Senators Make Time for Young Reading Partners
Tuesday was a busy day for Sen. Tom Harkin (D-Iowa) with the Senate toiling away on the controversial FISA bill. But among his Congressional responsibilities is one event he always makes time for: meeting his reading partner, 11-year-old Larasia Ford, at Brent Elementary School in Southeast D.C.
Harkin and his chief of staff, Brian Ahlberg, are participants in Everybody Wins, a program that pairs students in public schools with reading mentors, and Tuesday was designated as “Senate Day” in celebration of the program’s 13th year.
Each week Harkin and Ahlberg take turns reading with Ford. But Ahlberg was out of town Tuesday, and a series of votes kept the Senator on the floor. So while she waited, Ford read and laughed with two other volunteers.

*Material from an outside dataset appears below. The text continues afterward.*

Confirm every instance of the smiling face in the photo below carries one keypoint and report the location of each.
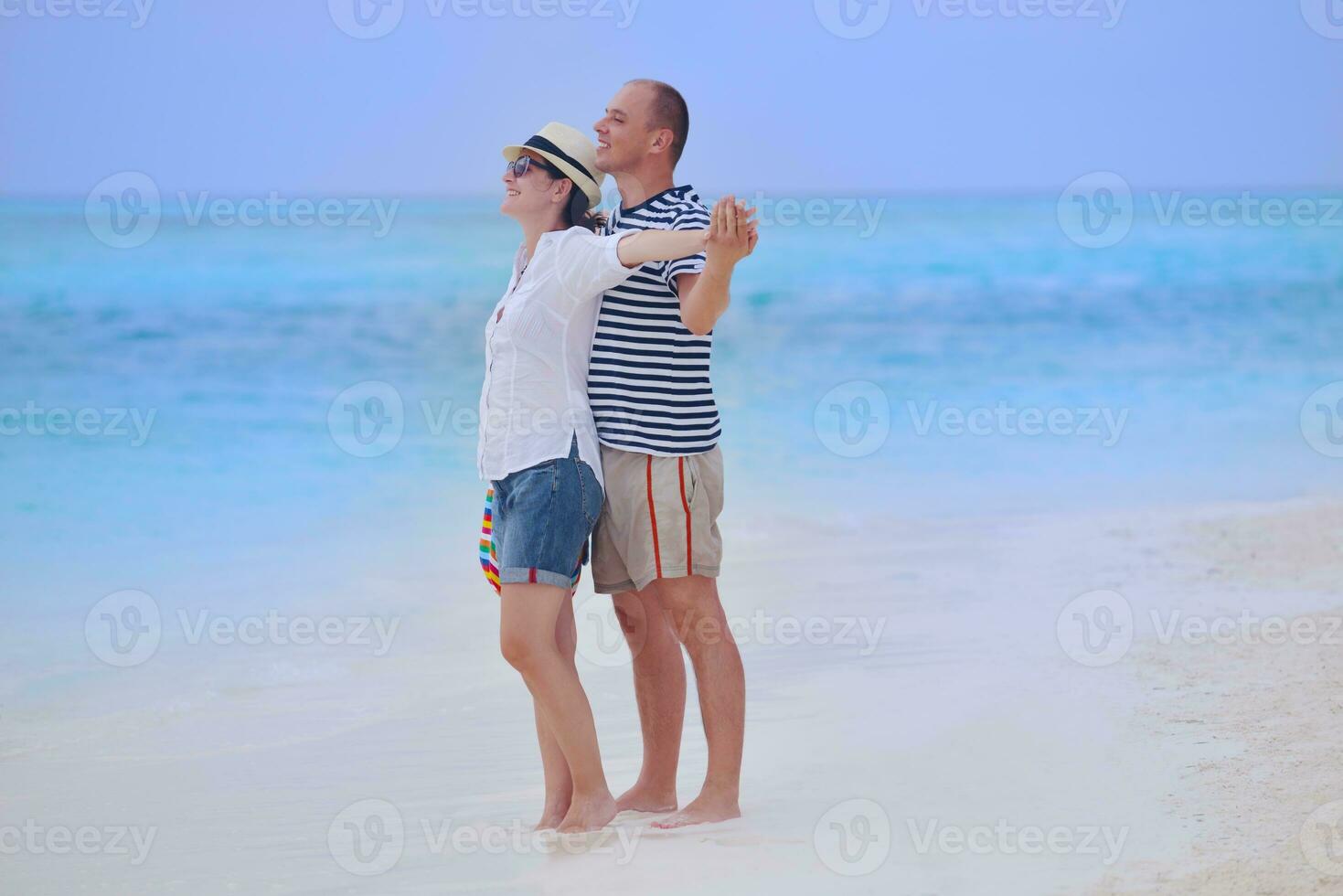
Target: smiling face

Soon enough Harkin burst through the door smiling and took a seat next to Ford. This week the two were reading “Between Madison and Palmetto” by Jacqueline Woodson. “Larasia likes to read a lot,” Harkin said. “Larasia gets on a roll and she [reads] the whole chapter.”
Everybody Wins has some 1,500 volunteers, and more than 100 are from Congressional offices. Former Sen. Jim Jeffords (I-Vt.) took an interest in the program more than a decade ago and introduced many of his Senate colleagues to Power Lunch, a Tuesday afternoon program that pairs volunteers with students for an hour of reading.

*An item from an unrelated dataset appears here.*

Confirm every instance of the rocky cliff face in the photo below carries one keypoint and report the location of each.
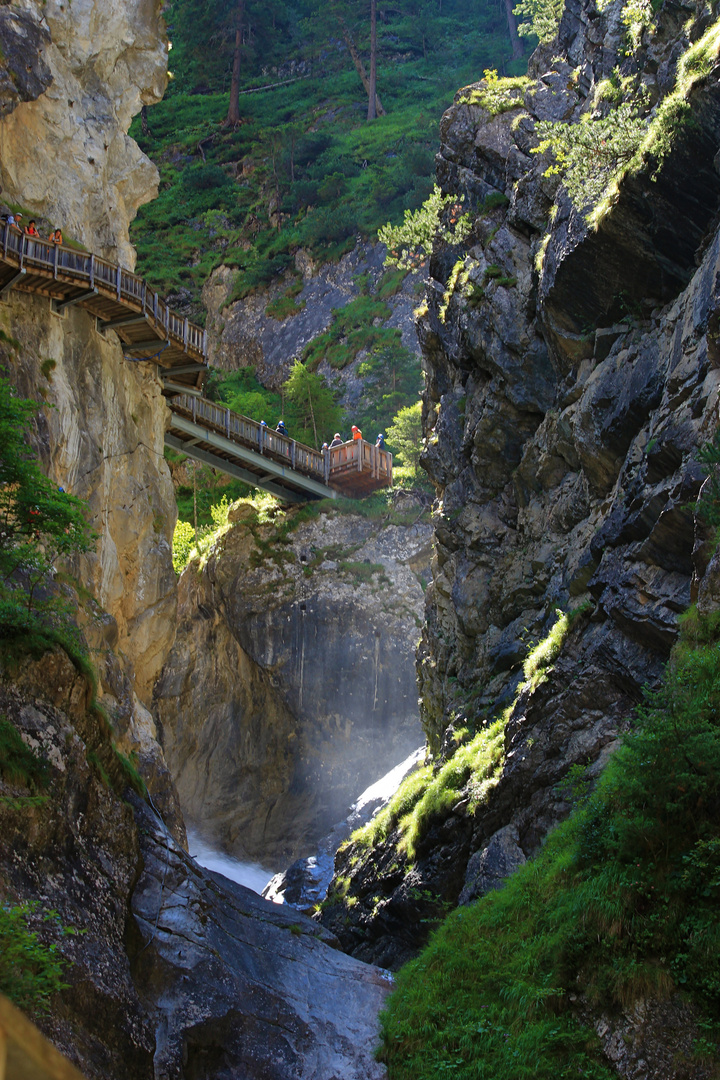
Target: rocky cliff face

Sen. Edward Kennedy (D-Mass.) also volunteers as a mentor, reading with a first-grader named Lareni Fwann.
“Jim Jeffords of Vermont invited some of us to participate in the program, and I’ve been doing it since then,” Kennedy said.
This week is Fwann’s birthday, and the Senator brought a copy of his book “My Senator and Me: A Dog’s Eye View of Washington, D.C.” as a gift. “This is about my doggies,” Kennedy explained, showing Fwann an inscription inside that reads “Best wishes on your birthday. Splash, Sunny and I hope you enjoy this book.”

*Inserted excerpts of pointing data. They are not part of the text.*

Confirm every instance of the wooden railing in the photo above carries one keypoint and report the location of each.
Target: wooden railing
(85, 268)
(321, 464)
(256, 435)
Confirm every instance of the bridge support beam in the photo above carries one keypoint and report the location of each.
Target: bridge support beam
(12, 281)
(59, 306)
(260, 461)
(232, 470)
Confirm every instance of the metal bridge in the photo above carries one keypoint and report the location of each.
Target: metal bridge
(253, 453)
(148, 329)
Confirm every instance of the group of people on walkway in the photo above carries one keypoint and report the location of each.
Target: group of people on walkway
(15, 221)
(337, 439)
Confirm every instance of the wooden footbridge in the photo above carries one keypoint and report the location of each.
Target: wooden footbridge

Seated at a small table in the corner of the library, Kennedy explained the definition of a word the two came across while reading “Arthur’s Mystery Envelope.”
“This is our first year together, and each year we have a good student,” Kennedy said. “By the end of the year they read very well. All they have to do after that is some practicing.”
Kennedy and Fwann also have read books by Bill Cosby and Dr. Seuss. “Dr. Seuss is a favorite,” the Senator said, noting proudly that Theodor Seuss Geisel is from Massachusetts.
Many Capitol Hill staffers also participate in the program, either alternating with their bosses or reading with a separate child.
Eleven-year-old D’Angelo Binning has been reading with Aaron Jenkins, a legislative correspondent for Sen. John Kerry (D-Mass.), for nearly three years.
“He’s fun and every time I need help with a word he tells me to repeat it a million and one times and then we put it inside a log,” Binning said. Jenkins then helps him look up the words in the log.
Everybody Wins aims to give children positive role models in addition to improving their reading skills. Many of the students who participate come from troubled backgrounds.
“They may be raised by a guardian or a grandmother,” said Mary Salander, executive director for the program. “So having another adult who’s there rooting for them is important, because after all, none of us get to where we’re going without the help of other people.”